Retreats provide quality time for families looking to get away from the hustle and bustle of everyday life. Organized retreats offer an array of different opportunities for families to strengthen their bonds, while unstructured, peaceful getaways allow family members to unwind, reconnect and rediscover the meaning of their relationships in their own special ways. Learn about different types of family retreats to plan one that’s suitable for your family’s particular wants and needs.
It’s easy for families to fall out of touch or grow distant due to the demands of school, work and other daily responsibilities. This is why some families choose to go on a quiet, relaxing retreat instead of a busy vacation. Retreats help families rediscover shared interests, reestablish meaningful communication and revive deteriorating relationships with each other. Retreats also provide opportunities for families to work out difficult issues together, decompress and unwind from life’s demands and struggles. Retreats can also help families heal from extraordinary problems or tragedies, such as a death in the family or substance abuse. Some retreats prepare families for difficult situations, such as a family member going off to serve in the Armed Forces, or to help them reconnect after deployment. Other retreats encourage family members to strengthen and reaffirm their spiritual beliefs and values.
Retreats for families often take place in a quiet, isolated setting, where technology is unavailable or limited and the distractions of city or suburban life are nowhere to be found. Natural settings such as woodland cabins, camping grounds or the secluded countryside are popular options for family retreats. Many religious organizations and family services centers provide quiet retreat locations that aren’t quite so removed from civilization. Monasteries, private retreat centers, churches and schools are also common places for family retreats.
Retreat procedures and options vary by type, organization and place. Some family retreats last a weekend or longer, while others are only a daylong event. Some family retreats bring groups of other families together, while others provide private places and events for individual groups. You can choose a family retreat that features structured bonding activities lead by a retreat counselor or coordinator, or you can plan your own, unstructured family retreat and choose meaningful activities as you see fit.

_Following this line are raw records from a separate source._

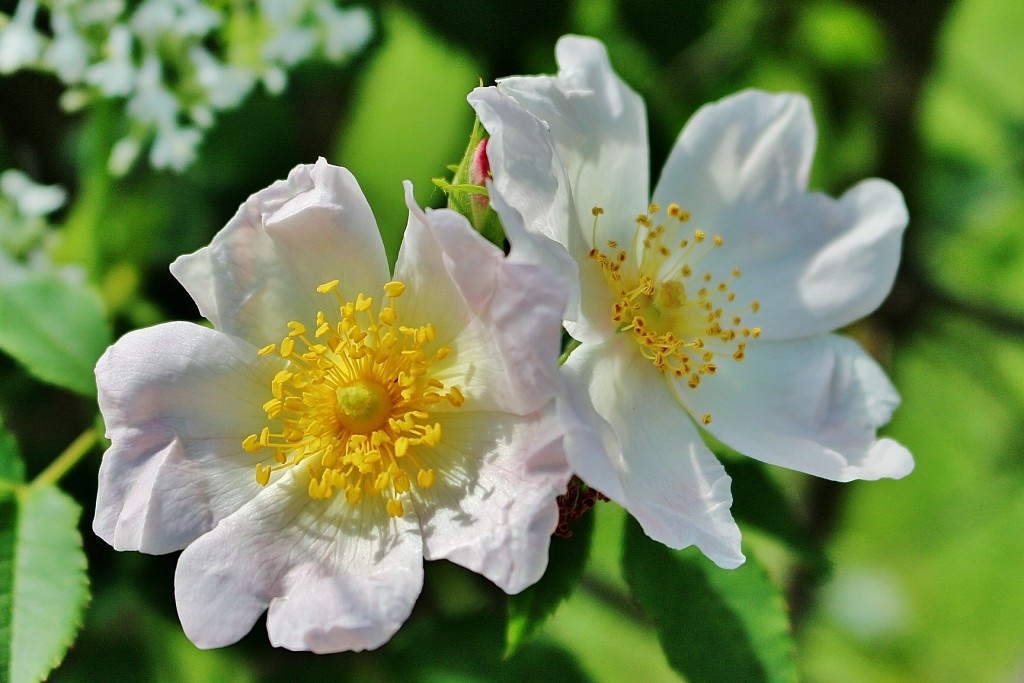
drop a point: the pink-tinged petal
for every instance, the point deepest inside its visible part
(532, 198)
(493, 507)
(670, 481)
(600, 131)
(177, 399)
(812, 262)
(810, 404)
(502, 319)
(336, 577)
(262, 269)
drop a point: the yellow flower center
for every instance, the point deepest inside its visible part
(354, 407)
(683, 319)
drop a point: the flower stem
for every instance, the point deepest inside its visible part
(67, 460)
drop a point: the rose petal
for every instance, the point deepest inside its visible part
(670, 481)
(503, 319)
(336, 577)
(262, 269)
(600, 131)
(810, 404)
(493, 507)
(812, 262)
(177, 399)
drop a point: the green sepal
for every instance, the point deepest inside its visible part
(464, 196)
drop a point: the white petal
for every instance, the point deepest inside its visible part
(600, 131)
(814, 263)
(502, 319)
(336, 577)
(670, 481)
(810, 404)
(177, 399)
(493, 507)
(534, 200)
(261, 270)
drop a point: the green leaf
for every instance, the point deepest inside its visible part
(714, 625)
(529, 609)
(759, 502)
(410, 119)
(57, 331)
(11, 467)
(43, 585)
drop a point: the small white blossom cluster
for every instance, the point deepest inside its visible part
(175, 61)
(25, 229)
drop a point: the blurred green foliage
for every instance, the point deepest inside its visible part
(924, 584)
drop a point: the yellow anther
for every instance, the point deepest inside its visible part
(425, 478)
(394, 508)
(352, 407)
(287, 346)
(327, 288)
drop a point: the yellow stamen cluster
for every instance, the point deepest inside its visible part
(355, 401)
(684, 321)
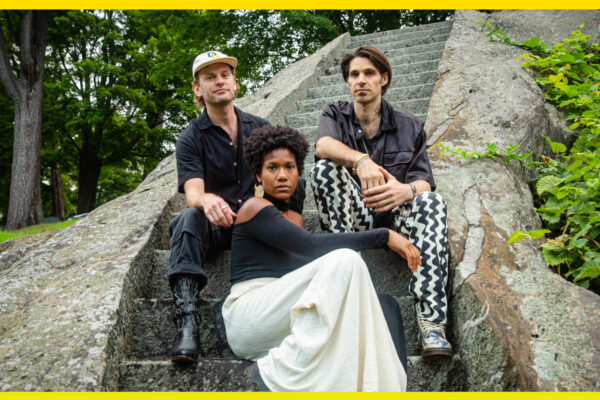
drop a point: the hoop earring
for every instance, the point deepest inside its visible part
(259, 191)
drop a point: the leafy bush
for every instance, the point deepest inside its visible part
(568, 184)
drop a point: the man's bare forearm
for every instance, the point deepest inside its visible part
(421, 186)
(336, 151)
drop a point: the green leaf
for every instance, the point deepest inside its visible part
(532, 43)
(536, 234)
(516, 236)
(555, 146)
(589, 272)
(546, 183)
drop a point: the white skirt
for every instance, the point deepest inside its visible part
(318, 328)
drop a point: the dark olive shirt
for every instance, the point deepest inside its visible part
(399, 146)
(204, 150)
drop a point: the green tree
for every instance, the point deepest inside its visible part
(22, 54)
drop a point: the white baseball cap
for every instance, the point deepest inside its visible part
(211, 57)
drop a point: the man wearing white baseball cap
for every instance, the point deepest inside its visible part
(213, 174)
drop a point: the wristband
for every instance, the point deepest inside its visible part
(358, 161)
(414, 189)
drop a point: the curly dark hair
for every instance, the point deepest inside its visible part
(267, 138)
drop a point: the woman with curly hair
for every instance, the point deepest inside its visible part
(302, 304)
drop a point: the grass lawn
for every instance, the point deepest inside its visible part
(32, 230)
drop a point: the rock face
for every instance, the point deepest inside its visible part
(87, 308)
(517, 324)
(68, 298)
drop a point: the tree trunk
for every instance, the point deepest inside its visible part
(89, 172)
(26, 92)
(24, 207)
(58, 200)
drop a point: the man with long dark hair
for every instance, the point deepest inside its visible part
(372, 171)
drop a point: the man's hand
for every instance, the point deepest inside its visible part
(217, 210)
(388, 195)
(406, 249)
(369, 174)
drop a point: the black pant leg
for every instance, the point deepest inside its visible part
(193, 239)
(393, 318)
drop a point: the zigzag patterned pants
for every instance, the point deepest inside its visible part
(341, 208)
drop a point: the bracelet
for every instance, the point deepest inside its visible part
(358, 161)
(414, 189)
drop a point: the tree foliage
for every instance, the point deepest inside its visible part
(22, 56)
(568, 183)
(117, 88)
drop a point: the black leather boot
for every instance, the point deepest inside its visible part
(186, 290)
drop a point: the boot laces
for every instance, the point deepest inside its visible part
(429, 326)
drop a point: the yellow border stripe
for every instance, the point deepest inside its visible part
(307, 4)
(252, 396)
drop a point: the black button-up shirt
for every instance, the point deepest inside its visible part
(400, 145)
(205, 151)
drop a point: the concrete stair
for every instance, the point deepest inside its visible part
(414, 54)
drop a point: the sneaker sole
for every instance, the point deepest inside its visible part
(185, 358)
(437, 353)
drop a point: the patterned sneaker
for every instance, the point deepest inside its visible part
(433, 339)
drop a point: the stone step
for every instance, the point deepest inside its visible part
(310, 133)
(154, 330)
(436, 375)
(414, 106)
(389, 271)
(386, 46)
(422, 48)
(401, 36)
(397, 70)
(204, 376)
(415, 28)
(399, 61)
(395, 95)
(232, 376)
(398, 82)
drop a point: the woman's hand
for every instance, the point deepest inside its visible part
(406, 249)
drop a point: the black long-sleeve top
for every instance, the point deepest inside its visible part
(268, 245)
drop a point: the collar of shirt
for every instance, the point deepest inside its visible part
(387, 124)
(204, 121)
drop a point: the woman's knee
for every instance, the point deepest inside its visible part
(347, 260)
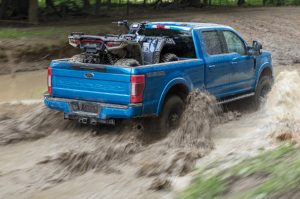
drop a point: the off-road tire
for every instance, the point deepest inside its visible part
(168, 119)
(127, 62)
(263, 88)
(169, 57)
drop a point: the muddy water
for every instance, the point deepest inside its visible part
(43, 156)
(23, 86)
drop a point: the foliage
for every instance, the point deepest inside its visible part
(276, 172)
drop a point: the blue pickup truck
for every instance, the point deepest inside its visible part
(212, 57)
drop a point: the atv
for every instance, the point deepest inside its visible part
(130, 49)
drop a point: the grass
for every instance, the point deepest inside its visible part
(50, 32)
(279, 171)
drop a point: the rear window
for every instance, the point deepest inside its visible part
(212, 42)
(184, 47)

One benefit to organized, staffed retreats is that amenities, activities, lodgings and meals are provided by trained staff and included in retreat rates.
Organized retreats usually offer an array of activities designed to help families reconnect, establish trust, communicate and bond. Activities range from team challenges, inspirational presentations, leisure interests -- such as fishing or canoeing -- and crafts to therapy sessions, interventional meetings and spiritual masses. If you’re organizing your own family retreat, be sure to plan meaningful activities that will encourage communication, collaboration and bonding, such as storytelling circles, nature hikes or campfire meals.